If this is you, make sure you’re getting enough exercise during the day, and do some self-massage of your hip and upper back muscles with a tennis ball before bed. And see a practitioner who specializes in TMJD!
If you don’t grind your teeth, this sign often points to a pattern that we call Spleen Qi Deficiency in TCM. This pattern is an underlying source of sugar cravings, low energy, sluggish digestion, loose stools, mental rumination and weight gain. Try adding cinnamon and ginger to your food (or sipping these herbs in tea form) and make sure to get up and walk at least 100 steps after meals.
How to Read Your Tongue:
1. Avoid eating or drinking for at least 30 minutes beforehand. Also, don’t scrape your tongue before you read it!

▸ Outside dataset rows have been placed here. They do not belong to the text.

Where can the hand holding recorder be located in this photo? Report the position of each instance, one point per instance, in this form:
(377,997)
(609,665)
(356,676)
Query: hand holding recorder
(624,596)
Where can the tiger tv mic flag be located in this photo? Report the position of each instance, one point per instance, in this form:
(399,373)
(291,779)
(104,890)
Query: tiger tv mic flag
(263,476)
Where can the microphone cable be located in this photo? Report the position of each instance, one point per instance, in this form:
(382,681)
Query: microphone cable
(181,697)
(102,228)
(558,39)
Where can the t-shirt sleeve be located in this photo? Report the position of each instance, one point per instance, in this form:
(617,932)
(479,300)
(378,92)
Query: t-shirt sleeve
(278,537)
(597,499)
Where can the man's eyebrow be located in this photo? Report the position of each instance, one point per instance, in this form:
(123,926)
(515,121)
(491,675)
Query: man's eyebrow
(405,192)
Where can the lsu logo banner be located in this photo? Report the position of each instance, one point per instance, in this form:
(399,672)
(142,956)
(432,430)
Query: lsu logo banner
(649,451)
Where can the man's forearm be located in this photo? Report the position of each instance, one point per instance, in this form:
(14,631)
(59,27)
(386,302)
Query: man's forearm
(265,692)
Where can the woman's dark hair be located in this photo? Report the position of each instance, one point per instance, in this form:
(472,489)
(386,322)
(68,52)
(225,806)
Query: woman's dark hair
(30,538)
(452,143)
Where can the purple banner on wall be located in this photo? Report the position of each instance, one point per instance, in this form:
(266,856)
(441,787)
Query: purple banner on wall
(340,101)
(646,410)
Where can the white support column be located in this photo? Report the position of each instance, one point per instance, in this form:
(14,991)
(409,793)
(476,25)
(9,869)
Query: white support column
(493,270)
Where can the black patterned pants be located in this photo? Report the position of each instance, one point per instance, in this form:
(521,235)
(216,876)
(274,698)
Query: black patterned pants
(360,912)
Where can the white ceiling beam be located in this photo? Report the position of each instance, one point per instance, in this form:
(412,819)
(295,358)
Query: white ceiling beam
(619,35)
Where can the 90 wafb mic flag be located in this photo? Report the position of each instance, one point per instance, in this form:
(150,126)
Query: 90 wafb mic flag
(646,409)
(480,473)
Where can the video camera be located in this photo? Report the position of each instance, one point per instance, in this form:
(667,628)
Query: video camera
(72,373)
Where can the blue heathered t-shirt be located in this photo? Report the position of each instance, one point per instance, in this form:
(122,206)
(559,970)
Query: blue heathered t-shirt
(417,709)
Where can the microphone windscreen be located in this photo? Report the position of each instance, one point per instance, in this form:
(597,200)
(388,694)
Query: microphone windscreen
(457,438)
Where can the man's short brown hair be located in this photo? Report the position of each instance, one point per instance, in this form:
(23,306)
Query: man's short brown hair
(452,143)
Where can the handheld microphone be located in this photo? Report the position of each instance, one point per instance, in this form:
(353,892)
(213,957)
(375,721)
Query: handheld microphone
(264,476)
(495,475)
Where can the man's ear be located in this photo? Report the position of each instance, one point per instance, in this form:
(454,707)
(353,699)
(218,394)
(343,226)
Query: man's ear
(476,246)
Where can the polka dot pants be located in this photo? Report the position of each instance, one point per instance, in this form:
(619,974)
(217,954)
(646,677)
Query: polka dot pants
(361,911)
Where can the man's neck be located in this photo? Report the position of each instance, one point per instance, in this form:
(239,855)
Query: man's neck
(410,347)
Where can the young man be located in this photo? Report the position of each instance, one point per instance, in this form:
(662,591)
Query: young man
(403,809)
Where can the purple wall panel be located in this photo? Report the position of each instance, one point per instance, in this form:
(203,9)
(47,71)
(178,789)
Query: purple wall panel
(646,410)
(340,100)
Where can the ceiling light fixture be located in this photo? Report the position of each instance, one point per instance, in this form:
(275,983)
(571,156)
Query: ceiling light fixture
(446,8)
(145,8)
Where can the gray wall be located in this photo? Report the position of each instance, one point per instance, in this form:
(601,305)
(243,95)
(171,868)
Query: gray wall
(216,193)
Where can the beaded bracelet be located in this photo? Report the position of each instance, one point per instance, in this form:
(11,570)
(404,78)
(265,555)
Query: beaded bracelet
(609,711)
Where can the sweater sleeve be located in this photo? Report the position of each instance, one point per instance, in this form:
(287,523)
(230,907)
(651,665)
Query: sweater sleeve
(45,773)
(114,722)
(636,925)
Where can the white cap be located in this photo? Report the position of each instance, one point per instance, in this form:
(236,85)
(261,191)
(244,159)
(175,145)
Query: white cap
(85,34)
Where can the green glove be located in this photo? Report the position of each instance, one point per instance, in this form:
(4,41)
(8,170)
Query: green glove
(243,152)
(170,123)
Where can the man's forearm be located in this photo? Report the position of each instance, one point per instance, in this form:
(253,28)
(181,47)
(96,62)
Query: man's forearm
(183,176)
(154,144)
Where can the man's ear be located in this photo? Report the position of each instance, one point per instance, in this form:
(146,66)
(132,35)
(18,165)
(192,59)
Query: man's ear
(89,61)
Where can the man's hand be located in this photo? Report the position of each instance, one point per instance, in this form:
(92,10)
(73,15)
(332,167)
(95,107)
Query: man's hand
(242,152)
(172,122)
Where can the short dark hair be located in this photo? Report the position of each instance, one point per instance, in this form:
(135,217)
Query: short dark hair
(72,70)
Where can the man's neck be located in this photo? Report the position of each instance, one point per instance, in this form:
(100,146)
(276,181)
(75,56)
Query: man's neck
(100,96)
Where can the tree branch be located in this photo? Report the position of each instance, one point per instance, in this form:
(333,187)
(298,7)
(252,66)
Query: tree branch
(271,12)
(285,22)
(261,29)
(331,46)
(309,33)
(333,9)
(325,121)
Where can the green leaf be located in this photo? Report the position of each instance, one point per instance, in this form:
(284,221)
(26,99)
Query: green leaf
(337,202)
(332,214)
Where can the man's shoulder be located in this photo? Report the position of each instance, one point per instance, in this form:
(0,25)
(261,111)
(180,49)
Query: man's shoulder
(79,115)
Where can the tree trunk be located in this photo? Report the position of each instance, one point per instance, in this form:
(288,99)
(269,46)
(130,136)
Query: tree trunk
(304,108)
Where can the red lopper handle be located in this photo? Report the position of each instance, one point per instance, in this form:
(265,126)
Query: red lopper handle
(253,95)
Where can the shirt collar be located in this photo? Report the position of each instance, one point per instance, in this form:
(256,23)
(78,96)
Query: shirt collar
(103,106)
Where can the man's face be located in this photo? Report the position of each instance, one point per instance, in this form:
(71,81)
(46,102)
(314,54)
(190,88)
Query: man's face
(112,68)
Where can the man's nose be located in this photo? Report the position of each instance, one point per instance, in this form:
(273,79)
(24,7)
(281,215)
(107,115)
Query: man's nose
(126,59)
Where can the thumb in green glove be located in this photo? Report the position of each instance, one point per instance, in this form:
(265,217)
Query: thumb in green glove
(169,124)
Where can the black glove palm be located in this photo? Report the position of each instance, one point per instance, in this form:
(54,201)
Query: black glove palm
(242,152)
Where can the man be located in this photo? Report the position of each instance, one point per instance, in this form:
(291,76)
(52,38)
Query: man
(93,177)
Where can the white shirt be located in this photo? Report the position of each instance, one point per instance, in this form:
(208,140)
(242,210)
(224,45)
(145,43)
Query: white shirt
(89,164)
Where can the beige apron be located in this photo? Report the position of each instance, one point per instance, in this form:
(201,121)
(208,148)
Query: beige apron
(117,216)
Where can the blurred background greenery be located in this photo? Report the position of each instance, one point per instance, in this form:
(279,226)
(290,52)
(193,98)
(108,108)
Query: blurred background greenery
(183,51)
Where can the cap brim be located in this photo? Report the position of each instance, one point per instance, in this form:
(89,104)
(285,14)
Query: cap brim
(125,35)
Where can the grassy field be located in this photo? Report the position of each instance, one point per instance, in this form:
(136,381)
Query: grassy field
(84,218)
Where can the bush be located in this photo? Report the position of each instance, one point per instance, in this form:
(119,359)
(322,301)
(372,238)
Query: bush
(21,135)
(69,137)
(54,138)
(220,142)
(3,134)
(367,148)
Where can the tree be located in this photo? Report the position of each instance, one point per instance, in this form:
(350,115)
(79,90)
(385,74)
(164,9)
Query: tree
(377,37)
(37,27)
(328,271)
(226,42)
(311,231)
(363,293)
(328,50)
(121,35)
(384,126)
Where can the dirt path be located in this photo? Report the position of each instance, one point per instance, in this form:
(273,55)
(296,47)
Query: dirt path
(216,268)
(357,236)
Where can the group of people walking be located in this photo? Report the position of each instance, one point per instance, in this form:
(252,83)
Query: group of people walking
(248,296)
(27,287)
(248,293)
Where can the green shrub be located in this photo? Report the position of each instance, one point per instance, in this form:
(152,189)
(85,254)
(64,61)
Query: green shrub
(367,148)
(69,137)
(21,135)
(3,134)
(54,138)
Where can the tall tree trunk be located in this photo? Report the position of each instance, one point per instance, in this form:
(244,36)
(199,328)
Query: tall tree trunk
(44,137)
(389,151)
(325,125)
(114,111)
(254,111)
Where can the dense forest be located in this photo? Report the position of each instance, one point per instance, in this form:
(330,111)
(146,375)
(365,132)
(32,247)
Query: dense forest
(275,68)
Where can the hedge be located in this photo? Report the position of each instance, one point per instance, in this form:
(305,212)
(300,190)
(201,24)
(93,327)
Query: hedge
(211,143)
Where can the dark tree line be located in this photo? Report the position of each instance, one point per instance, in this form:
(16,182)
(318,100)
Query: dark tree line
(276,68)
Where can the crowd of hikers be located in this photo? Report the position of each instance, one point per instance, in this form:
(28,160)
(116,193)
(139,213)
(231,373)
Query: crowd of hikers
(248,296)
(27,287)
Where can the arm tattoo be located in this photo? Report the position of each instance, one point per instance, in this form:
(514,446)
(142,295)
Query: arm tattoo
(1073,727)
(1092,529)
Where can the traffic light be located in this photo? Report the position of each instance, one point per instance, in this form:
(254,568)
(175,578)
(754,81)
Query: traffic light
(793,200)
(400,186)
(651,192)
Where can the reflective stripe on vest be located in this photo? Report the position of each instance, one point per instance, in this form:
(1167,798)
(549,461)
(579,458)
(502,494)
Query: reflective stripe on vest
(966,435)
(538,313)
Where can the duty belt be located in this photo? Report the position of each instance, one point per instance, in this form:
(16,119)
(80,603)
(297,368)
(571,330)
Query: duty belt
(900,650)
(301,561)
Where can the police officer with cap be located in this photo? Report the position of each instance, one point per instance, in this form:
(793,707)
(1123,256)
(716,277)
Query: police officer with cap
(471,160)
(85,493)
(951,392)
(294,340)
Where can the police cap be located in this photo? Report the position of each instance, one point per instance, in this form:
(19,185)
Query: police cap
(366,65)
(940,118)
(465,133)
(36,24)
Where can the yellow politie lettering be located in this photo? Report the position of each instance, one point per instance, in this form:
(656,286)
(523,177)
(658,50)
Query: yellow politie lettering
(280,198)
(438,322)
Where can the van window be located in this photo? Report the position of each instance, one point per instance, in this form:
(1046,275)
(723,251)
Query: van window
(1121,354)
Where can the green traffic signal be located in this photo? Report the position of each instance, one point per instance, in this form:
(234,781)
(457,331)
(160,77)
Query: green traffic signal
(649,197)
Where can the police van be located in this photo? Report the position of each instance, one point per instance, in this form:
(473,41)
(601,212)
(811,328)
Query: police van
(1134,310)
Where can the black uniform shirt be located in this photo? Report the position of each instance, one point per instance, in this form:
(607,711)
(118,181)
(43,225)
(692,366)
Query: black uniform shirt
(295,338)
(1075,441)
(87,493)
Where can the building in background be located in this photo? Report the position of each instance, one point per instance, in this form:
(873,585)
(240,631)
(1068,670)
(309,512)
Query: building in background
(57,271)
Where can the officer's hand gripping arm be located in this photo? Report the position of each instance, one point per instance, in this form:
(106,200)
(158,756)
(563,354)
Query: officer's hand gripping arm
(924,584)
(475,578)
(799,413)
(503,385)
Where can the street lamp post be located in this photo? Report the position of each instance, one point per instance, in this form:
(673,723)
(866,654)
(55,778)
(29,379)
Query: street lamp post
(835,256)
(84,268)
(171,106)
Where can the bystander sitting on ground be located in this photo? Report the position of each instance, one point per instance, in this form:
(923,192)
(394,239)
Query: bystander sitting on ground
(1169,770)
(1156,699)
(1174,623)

2. Be in a source of natural light, if at all possible.
3. Stick your tongue out in the way that feels most natural. Look at your tongue for up to 15 seconds at a time; if you keep it out longer than that, the color of your tongue will start to change and this will distort your reading.
4. Look for these three signs:
Red tongue tip
Thick tongue coating
Teeth marks on the sides of your tongue
5. Be kind to your tongue and to yourself. It’s very common for people to feel embarrassed about their tongues, but there’s no need to be hard on yourself. This is just a “printout” of the current state of your body, and being kind to and accepting of what you see on your tongue is a way to practice kindness and acceptance of your whole body and everything it does for you.
6. Follow up with a practitioner if you have any questions or concerns about signs you see on your tongue, and remember not to use tongue reading as a substitute for medical diagnosis.
Most importantly, take action on what you learn by looking at your tongue. Let your tongue reading inspire you to make the necessary shifts so that you can thrive. Then, enjoy watching your tongue change in response to your new healthy habits!